乡间的流水席吃得热闹非凡,到深夜才意犹未尽地散去,人们相互祝福着告辞,三三两两出门,散向不同方向。
有精力旺盛调皮捣蛋的年轻人,吵嚷着哄笑着去闹洞房,琢磨着鬼点子捉弄一双新人。
“汉庭,走啊走啊,一起去。”
时汉庭放下手中纸笔,笑着摇了摇头,将长长的礼单交给新人长辈:“您看看,与红包对一下,数数有没有遗漏。”
“状元大人写的,哪能有错,我只管收着就好喽!”长辈笑逐颜开,信任地将礼单小心折好。纯朴厚道的乡间人,不懂得科举甲榜名次,及了第就钦羡称呼“状元大人”,戏文里考上的都是状元大人,哪里有别的称呼。
“状元大人,你也快成亲了,什么时候办啊?那时候就是新郎倌,可不能自己写礼单了哈。”
时汉庭含糊应声,简单收一收桌上东西:“没有什么事的话,我就回去了。
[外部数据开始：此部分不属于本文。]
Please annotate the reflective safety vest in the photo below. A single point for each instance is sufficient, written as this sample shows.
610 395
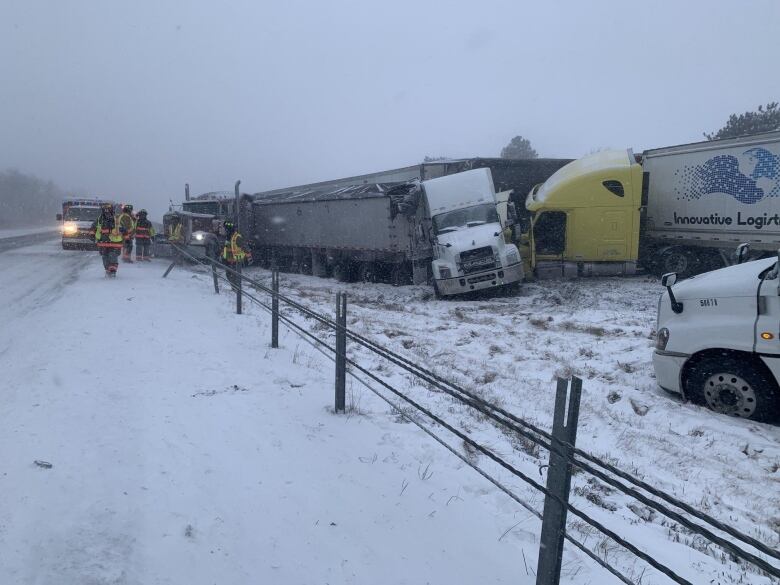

”
“先别急呵,去看看新房,今天我们沾了你的喜气,晚上也沾沾我们的。”
长辈热情招呼,将他硬拉至新房门口,那里早就聚集了一堆人,男女老幼,笑嘻嘻扒着门窗觑向房中新人。
时汉庭怔怔看向炕里的新娘,华服娇羞,盘膝坐帐。满人新娘不蒙盖头,盈盈烛火下,满面红晕,眉眼含笑,如桃李初绽。
“这回子孙饽饽可不用吃了,人家早就有谱啦!”有人嘻嘻窃笑。
“早早晚晚都注定了,是你的就不会跑到别人家去。”
上了年纪的嬷嬷摇头不赞同:“这样总归不好,总归不好。”
“怕什么,反正有情人,年轻气盛没把持住也难免,家里又乐见其成,赶快把喜事办了,也就算成全了。”
“哎哎别挤别挤!汉庭呢?白天里接轿时遇见阿岫拦道,就不见了一阵子,这么会儿又到哪去了?”
“回家了吧,人家帮着迎亲、写礼单忙了一天,也该累了……”
门口窗前吱吱喳喳,房里红彤彤喜庆洋洋,新郎被灌得醉醺醺,歪七扭八任人摆布,新娘瞧得好不忍,却碍于颜面不敢拦。